2.2 Energy management

As outlined in ISO 50006:2023 (Energy management systems—Evaluating energy performance using energy performance indicators and energy baselines), the assessment of energy performance serves as a valuable tool for analyzing the outcomes of energy management (ISO 50006, 2023). This is accomplished through the evaluation of analyzing energy baselines (EnBs) and Energy Performance Indicators (EnPIs), providing a comprehensive understanding of energy consumption across the organization, encompassing, e.g., equipment and various processes. Moreover, energy performance improvements within an organization have the potential to enhance competitiveness and contribute to decarbonization (ISO 50006, 2023). Even if there is no planned improvement in energy performance, the determination of EnBs and EnPIs has other benefits, such as managing operational control, identifying maintenance needs, and pinpointing deviations in energy performance. Another important aspect in enhancing energy performance and energy management involves gaining insights into the dynamic energy usage of various components within organizations, such as systems and processes, as well as factors that impact energy performance (ISO 50006, 2023). This is made possible through quantitative values or measures of cooling characteristics, such as chilled water flow rate and LCP return air temperature, in the context of DCs. However, it is important to be aware that challenges exist with determining quantitative values of these characteristics. This encompasses a lack of data on relevant variables, poor data quality, and the lack of ongoing monitoring and collection of data.

Adaptable energy management is important within the context of DC due to the operational differences between each facility (Guitart, 2017). In this pursuit, the OODA loop, see Figure 1, can serve as a structured framework for quickly observing changes, orienting to the new situation, make decisions on a course of action, and ultimately, act. Hence, this allows for energy management strategies that are continuously adapted based on real-time data.

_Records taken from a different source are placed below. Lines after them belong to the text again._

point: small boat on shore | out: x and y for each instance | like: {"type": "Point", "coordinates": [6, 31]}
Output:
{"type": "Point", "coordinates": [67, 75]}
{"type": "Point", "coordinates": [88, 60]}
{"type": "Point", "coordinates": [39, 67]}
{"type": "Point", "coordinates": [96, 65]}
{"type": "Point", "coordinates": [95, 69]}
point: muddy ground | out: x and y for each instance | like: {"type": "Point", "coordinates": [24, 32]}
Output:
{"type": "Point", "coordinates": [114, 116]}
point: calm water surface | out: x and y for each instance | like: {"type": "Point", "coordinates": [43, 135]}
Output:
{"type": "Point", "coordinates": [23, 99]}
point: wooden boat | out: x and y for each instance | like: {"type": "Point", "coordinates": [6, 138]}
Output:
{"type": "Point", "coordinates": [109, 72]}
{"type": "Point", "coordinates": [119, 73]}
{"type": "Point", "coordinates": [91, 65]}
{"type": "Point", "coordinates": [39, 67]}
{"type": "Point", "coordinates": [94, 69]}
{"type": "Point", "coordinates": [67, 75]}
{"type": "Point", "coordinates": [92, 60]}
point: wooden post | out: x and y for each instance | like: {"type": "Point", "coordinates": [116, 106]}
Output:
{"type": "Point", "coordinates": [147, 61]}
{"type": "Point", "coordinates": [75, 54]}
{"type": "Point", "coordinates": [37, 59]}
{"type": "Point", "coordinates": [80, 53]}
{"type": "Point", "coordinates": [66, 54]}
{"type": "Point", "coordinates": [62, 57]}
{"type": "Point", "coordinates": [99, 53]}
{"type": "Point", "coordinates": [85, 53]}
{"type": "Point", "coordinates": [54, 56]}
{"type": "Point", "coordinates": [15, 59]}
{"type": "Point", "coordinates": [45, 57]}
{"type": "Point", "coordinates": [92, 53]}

Colonel John Boyd designed the OODA loop in the 1970s, creating it as a decision tool for in-combat use by the U.S. Air Force (Osinga, 2005; Richards, 2011). The acronym OODA represents Observation, Orientation, Decision, and Action. Observation involves sensing oneself and the surrounding environment. Orientation encompasses contextualization of the observations. During the decision step, alternative courses of action are reviewed, and the preferred course is then selected. Lastly, the selected decision is tested through implementation. A key feature of the OODA loop is its potential to stimulate creativity and innovation across organizational domains, strategically aligned with the fulfillment of objectives (Richards, 2011), such as energy management. As stated by Richards (Richards, 2011), successful implementation of the OODA loop necessitates adapting to organizational practices and their unique landscape.

Figure 1

Figure 1. Schematic of the OODA loop.

2.3 AI for improving energy efficiency

In the scientific community, the 2020s witnessed a notable increase in research papers on AI (Fox and Griffy-Brown, 2022). Today, AI has a substantial impact on various aspects of society and is expected to fundamentally transform organizations and society (Kaplan and Haenlein, 2019). Considering the intricate nature of DCs, there is an interest in exploring how AI may contribute to improving energy efficiency (Liu et al., 2022). However, Liu et al. (2022) emphasizes that research on AI-driven improvements in cooling performance in DCs is at an early stage. This demonstrates the value of this research, alongside the inclusion of an interdisciplinary team utilizing phronesis, episteme, and techne to develop a holistic framework for energy management in DCs.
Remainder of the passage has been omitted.